New US Secretary of State Rex Tillerson recently reaffirmed the “six assurances” regarding US policy toward Taiwan in response to questions from US Senator Ben Cardin before the US Senate confirmed him as the country’s top diplomat on Feb. 1.
In the written responses, Tillerson said that the Three Joint Communiques, the Taiwan Relations Act (TRA) and the “six assurances” provide the foundation for US policy toward Taiwan and China, adding that the US should continue to uphold its “one China” policy and support a peaceful and mutually agreeable cross-Taiwan Strait outcome.
Tillerson was replying to Cardin’s questions regarding whether the principles of the communiques and the TRA remain the important foundations of the US-China relationship and whether he believes that the “one China” policy remains valid or needs revision.
He also said that if confirmed, he intends to support the “one China” policy.
Tillerson was also asked whether he was concerned that US President Donald Trump’s suggestion in an interview in December last year that the “one China” policy was negotiable might have created the impression that Taiwan is nothing more than a bargaining chip and might undermine the US’ ability to support Taiwan and protect US interests in peace and stability in the region.
“The people of Taiwan are friends of the United States and should not be treated as a bargaining chip. The US commitment to Taiwan is both a legal commitment and a moral imperative,” he said.
Under the “one China” policy, the US recognizes the People’s Republic of China as the sole legal government of China and acknowledges the Chinese position that Taiwan is part of China, Tillerson said.

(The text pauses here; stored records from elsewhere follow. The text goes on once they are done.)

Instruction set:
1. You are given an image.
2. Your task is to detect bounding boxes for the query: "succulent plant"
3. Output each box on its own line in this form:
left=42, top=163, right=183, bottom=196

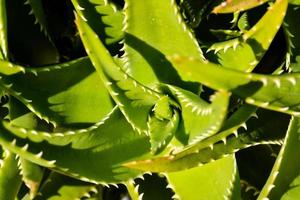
left=0, top=0, right=300, bottom=200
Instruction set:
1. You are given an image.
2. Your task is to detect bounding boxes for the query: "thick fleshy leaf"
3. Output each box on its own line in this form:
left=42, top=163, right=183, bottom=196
left=259, top=117, right=300, bottom=199
left=20, top=158, right=44, bottom=198
left=0, top=109, right=150, bottom=183
left=0, top=150, right=22, bottom=200
left=124, top=110, right=287, bottom=172
left=0, top=0, right=8, bottom=59
left=34, top=172, right=97, bottom=200
left=281, top=176, right=300, bottom=200
left=180, top=0, right=213, bottom=27
left=170, top=56, right=300, bottom=115
left=24, top=0, right=50, bottom=37
left=72, top=0, right=124, bottom=44
left=123, top=0, right=202, bottom=90
left=213, top=0, right=268, bottom=13
left=0, top=58, right=113, bottom=125
left=166, top=156, right=240, bottom=200
left=76, top=13, right=162, bottom=133
left=6, top=0, right=59, bottom=66
left=149, top=110, right=180, bottom=153
left=168, top=86, right=229, bottom=144
left=209, top=0, right=288, bottom=72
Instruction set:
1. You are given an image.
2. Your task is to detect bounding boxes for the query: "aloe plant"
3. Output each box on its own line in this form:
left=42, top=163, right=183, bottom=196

As required by the TRA, the US continues to provide Taiwan with defensive arms and maintains the capacity to resist any resort to force or other forms of coercion that would jeopardize the security, or the social or economic system, of the people of Taiwan, Tillerson wrote.
He said that the US also upholds the “six assurances” toward Taiwan, adding that, if confirmed, he would continue these policies and work to ensure that the cross-strait military balance remains favorable to peace and stability.
Tillerson first mentioned the “six assurances” at his confirmation hearing before the Senate Committee on Foreign Relations on Jan. 11.
Then-US president Ronald Reagan issued the “six assurances” in 1982, which include pledges not to set a date for ending arms sales to Taiwan, not to hold prior consultations with China regarding arms sales to Taiwan and not to play a mediation role between Taiwan and China.
They also promise that the US will not revise the TRA, will not pressure Taiwan to enter into negotiations with China and will not formally recognize Chinese sovereignty over Taiwan.